Mr. Comey and FBI Deputy Director Andrew McCabe testified to Congress that the Russia-Trump investigation was not interrupted.

Andrew C. McCarthy, a former assistant U.S. attorney, argued that a president innately cannot obstruct a counterintelligence investigation, which is what Mr. Mueller is conducting, because such an inquiry is intended for the president to assess dangers to the country.

“The president cannot interfere in a counterintelligence investigation,” Mr. McCarthy wrote in National Review. “Trump can no more obstruct the Russia investigation by taking actions that could conceivably affect it than Obama could obstruct the Russia investigation by being briefed on it and giving the FBI directions on it. Counterintelligence investigations are conducted for the president.”

The Clinton-era court case cited by the Trump team revolved around Agricultural Secretary Mike Espy.

A grand jury indicted Mr. Espy on 30 counts of taking bribes — gifts — from department vendors. A D.C. jury acquitted him of all charges.

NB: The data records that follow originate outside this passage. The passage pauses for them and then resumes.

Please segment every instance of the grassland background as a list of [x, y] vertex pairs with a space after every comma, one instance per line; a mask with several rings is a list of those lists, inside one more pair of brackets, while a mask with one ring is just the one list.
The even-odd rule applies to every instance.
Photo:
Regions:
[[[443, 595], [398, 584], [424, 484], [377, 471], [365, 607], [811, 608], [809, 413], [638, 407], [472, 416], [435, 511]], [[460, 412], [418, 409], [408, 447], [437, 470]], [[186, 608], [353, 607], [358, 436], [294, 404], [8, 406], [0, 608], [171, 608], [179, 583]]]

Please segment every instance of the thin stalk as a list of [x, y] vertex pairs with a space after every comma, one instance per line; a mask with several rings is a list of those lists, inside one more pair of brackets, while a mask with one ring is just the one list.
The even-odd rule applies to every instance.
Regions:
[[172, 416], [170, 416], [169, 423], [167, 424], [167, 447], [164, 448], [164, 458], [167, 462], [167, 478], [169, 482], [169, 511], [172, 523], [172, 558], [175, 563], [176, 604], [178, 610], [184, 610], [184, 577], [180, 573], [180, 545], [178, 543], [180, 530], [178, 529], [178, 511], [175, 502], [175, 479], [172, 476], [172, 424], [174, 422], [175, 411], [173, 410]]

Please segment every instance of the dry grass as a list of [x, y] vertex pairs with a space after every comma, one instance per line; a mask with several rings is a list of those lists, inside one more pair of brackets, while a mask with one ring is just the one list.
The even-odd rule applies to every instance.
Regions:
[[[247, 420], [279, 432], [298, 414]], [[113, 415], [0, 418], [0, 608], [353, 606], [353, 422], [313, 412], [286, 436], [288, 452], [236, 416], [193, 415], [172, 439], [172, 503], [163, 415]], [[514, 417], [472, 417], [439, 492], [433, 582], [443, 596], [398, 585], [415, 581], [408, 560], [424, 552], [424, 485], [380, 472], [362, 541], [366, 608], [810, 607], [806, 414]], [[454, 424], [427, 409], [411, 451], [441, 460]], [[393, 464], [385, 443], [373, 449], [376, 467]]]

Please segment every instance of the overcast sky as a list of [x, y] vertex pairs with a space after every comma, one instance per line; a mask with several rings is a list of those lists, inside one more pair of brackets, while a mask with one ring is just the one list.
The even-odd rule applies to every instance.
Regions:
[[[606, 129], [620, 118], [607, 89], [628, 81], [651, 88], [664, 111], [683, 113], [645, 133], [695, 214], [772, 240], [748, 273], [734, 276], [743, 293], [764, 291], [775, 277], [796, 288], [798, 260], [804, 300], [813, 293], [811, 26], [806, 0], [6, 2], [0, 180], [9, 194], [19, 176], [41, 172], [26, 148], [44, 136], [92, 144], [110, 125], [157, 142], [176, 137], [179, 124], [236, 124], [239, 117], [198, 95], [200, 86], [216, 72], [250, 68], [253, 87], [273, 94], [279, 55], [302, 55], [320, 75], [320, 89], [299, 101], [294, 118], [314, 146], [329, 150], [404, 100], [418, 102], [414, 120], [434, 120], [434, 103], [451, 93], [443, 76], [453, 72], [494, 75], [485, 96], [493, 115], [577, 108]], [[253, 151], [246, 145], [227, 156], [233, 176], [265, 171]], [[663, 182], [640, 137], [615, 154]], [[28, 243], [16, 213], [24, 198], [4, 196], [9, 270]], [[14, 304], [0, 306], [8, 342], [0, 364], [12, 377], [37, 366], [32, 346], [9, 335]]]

Pretrial independent counsel Donald Smaltz sought a pile of White House documents. The executive branch said no to 84 of them.

The U.S. Court of Appeals heard the case and decided in June 1997 that Mr. Smaltz was entitled to some documents but that others were protected under privileged presidential communication.

Its opinion stated, “To overcome the presidential privilege it is necessary to demonstrate with specificity why it is likely that the subpoenaed materials contain important evidence and why this evidence, or equivalent evidence, is not practically available from another source.”

The “subpoenaed materials” in the Mueller probe are Mr. Trump’s sought testimony. The “another source,” in Mr. Trump’s argument, would be the documents and interviews made available to Mr. Mueller.

The Trump attorneys argue that the case backs their argument that Mr. Mueller has all the information he needs without the president’s testimony.

The Washington Times asked constitutional law scholar Jonathan Turley if the Espy case prevents Mr. Mueller from questioning Mr. Trump.

Mr. Turley answered no, with a caveat: Since the White House has provided a good deal of material, Mr. Mueller would be required to spell out exactly what other issues he needs resolved by talking directly with the president.

“There is merit in citing the case,” said Mr. Turley, a law professor at George Washington University.

“It does accurately show the test for presidents giving sworn testimony,” he said. “But the problem is that Mueller easily satisfies that standard, in that Trump clearly possesses material information to an ongoing criminal investigation. So the Espy standard is not a barrier to Mueller even if it were to be applied by the court.”

But, he said, Mr. Mueller must show his cards.

“That’s where the case is most useful,” he said. “I don’t think it’s a very effective standard to claim the president can refuse any sworn testimony. But it is a good precedent to assert the right of the president to learn with specificity what areas the special counsel wants to delve into.

“Having said all that, since the president himself is part of the investigation, it’s doubtful that White House officials can entirely answer the questions being raised by the special counsel. The Espy case is usable in demanding specificity. It is also useful in limiting questions in light of the availability of other White House officials.”

Legal analysts have opined that the president may face a “perjury trap.” His inquisitors will be schooled in virtually every meeting, email and memo created over two years or more. They will ask the president to recall what specific people said to him and what he said in reply.

Last month, Mr. Trump expressed a willingness to testify under oath.

The 1997 appeals court opinion ended with this statement:

“In holding that the privilege extends to communications authored by or solicited and received by presidential advisors and that a specified demonstration of need must be made even in regard to a grand jury subpoena, we are ever mindful of the dangers involved in cloaking governmental operations in secrecy and in placing obstacles in the path of the grand jury in its investigatory mission. There is a powerful counterweight to these concerns, however, namely the public and constitutional interest in preserving the efficacy and quality of presidential decision-making.”